A start-up HR platform, Zapid Hire, is connecting employers with younger workers through video job ads and applications, with Coco Republic, Decathlon, and BBQ Galore using it to hire staff.
The mobile app lets employers publish video job ads, and prospective employees create short videos profiling their personalities and why they’re a good fit, leading it to be called ‘TikTok for jobs’.
Since launching in November 2020, some 18,000 interviews have been facilitated, with 40% of the video resumes from prospective employees leading to interviews.
As co-founder Andrew Dewez tells RetailBiz, that’s much higher than the industry standard of 13%.
“We see that you get a more motivated applicant. With other job boards you can click a button and apply to 50 jobs that you don’t care about,” he explains.
The biggest advantage the startup is spruiking is speed. While hiring is typically a 30-ish day turnaround — from posting the job to signing a contract — Zapid Hire claims its platform brings that down to three days or less.
“Retail is a little bit quicker. There is slightly less screening compared to industries like assisted living. Retail is heavily personality focused and not skills focused,” says Dewez.
Vaccination status and remote hiring
Zapid Hire also offers employers the ability to filter candidates by vaccination status, but the responsibility falls onto the employer to verify that.
Employers can request uploaded documentation, like a certificate of vaccination, as proof. Otherwise, every applicant signs off a declaration that the information they’ve provided is — to the best of their knowledge — true.
Dewez also points out that the platform makes remote hiring simpler by letting the company and applicant chat through the app.
“Contactless hiring has never been more important,” he says.
Between reopening following lockdowns, and Christmas season coming up, a higher number of casuals are needed to be hired quickly.
Dewez says, “We are going through the great rehiring period.
“What is really important is how do you hire a lot of people, especially for Christmas trade, in a safe manner. Video is a lot more accepted now, and that’s what we’re seeing from the retail industry.”

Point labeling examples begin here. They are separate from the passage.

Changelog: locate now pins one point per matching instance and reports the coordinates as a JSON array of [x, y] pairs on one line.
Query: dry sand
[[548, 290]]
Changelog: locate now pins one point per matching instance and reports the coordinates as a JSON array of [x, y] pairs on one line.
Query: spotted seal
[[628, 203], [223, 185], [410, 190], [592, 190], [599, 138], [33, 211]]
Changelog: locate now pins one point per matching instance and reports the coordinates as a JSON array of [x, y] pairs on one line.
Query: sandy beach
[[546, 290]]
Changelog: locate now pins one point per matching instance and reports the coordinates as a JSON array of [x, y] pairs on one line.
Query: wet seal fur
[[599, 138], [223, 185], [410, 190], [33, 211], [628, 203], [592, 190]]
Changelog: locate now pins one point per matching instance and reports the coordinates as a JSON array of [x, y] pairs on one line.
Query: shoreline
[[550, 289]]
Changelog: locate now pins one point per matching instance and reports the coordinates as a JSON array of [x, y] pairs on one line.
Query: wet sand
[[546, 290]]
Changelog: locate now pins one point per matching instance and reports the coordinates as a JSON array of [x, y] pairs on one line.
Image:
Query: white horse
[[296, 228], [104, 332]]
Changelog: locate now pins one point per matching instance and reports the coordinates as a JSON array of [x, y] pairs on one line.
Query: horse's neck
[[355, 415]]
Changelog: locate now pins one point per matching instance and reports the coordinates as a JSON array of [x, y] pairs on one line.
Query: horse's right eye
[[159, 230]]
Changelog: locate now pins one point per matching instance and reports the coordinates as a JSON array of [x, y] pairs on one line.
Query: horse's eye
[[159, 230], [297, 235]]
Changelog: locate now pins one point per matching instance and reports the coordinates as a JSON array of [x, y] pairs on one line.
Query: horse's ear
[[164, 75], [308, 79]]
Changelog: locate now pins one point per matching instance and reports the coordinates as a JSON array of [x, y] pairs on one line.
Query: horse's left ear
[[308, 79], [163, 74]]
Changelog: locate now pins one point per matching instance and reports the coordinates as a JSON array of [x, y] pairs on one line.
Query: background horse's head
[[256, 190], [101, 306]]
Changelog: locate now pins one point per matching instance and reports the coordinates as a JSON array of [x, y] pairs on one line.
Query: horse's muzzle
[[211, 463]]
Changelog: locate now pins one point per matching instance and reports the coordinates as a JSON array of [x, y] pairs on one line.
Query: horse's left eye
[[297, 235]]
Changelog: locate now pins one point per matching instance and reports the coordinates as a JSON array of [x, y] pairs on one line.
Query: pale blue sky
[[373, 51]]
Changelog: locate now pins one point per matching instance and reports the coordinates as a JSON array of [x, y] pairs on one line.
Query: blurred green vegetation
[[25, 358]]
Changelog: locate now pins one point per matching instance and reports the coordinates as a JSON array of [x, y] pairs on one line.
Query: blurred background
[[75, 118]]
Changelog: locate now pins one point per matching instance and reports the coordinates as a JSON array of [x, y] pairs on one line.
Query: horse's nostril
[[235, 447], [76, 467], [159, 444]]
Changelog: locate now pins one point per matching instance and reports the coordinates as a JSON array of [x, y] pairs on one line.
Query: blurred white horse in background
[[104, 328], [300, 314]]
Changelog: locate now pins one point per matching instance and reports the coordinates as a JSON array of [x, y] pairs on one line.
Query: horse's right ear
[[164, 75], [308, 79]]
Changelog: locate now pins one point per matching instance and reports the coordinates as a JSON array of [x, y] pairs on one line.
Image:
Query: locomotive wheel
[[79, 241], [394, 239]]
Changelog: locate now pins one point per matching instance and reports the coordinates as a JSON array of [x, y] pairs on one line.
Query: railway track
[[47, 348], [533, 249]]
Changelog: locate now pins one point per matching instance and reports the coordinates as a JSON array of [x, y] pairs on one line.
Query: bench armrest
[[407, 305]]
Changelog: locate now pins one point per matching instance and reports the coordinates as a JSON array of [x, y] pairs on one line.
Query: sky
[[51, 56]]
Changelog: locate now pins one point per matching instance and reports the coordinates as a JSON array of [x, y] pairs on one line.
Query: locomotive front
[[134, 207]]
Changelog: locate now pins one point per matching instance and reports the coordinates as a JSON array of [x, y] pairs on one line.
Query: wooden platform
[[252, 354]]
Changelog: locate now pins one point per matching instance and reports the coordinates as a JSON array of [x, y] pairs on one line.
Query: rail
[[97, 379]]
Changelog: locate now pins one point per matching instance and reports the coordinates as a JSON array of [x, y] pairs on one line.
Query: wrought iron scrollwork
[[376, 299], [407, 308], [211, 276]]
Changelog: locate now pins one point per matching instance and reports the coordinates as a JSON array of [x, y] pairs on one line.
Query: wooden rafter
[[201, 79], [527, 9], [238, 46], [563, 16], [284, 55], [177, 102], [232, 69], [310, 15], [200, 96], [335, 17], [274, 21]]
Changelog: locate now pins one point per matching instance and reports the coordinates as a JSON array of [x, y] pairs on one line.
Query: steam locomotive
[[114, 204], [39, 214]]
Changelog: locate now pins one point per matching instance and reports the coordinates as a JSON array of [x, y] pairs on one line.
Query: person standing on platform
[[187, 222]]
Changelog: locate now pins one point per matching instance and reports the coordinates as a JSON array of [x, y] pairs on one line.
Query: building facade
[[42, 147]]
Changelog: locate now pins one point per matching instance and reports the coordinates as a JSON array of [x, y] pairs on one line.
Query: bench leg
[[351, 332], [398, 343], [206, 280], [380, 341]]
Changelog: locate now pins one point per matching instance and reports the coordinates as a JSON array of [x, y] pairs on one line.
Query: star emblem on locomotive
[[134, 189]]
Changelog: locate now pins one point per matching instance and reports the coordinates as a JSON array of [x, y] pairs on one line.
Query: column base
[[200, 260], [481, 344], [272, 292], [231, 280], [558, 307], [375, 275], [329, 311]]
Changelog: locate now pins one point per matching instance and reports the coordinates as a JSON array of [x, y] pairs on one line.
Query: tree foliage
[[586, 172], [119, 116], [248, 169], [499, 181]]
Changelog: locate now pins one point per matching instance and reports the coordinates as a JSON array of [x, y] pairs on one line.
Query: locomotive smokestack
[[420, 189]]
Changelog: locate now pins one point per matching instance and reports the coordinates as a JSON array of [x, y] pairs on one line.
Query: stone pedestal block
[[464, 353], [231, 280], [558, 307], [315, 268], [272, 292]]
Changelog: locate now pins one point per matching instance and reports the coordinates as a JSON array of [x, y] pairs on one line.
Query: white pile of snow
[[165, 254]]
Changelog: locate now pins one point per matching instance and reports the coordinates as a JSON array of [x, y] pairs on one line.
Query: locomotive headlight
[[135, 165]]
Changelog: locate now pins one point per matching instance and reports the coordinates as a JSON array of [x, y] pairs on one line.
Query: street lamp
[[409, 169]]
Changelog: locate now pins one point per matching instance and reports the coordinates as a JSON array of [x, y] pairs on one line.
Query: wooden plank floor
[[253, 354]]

Racial bias and generational shifts
Of course, for many people and industries video resumes aren’t appropriate. Even at Zapid Hire, Dewez has used the company platform to hire a salesperson as part of its team of 11, but none of the full-time software engineers.
Retail and hospitality have more customer-facing roles where a friendly nature and ability to speak to people can be conveyed through a video resume, says Dewez.
For younger people applying to these jobs, many of which have no paid work experience, a video resume lets them stand out and be seen for their personalities.
Dewez cites research that large swathes of Gen Z are already recording up to 10 minutes of video footage daily, including video diaries of themselves.
So Zapid Hire is definitely better suited to younger employees, and confident people.
There are other biases innate in hiring too. Considering the well-documented evidence of racial bias in standard hiring practices when it comes to non-English names, a video hiring platform may lead to the same outcomes, or worse, if hiring managers are making assumptions based on ethnicity.
While Zapid Hire doesn’t yet track the ethnicities of applicants, Dewez tells me that the company is working on the ability for ethnicity and preferred pronouns to be part of the information requested by employers.
“Until you make unconscious bias conscious, people aren’t aware of it,” he says.
That implementation would be guided by what employers and employees want and is likely three to six months away.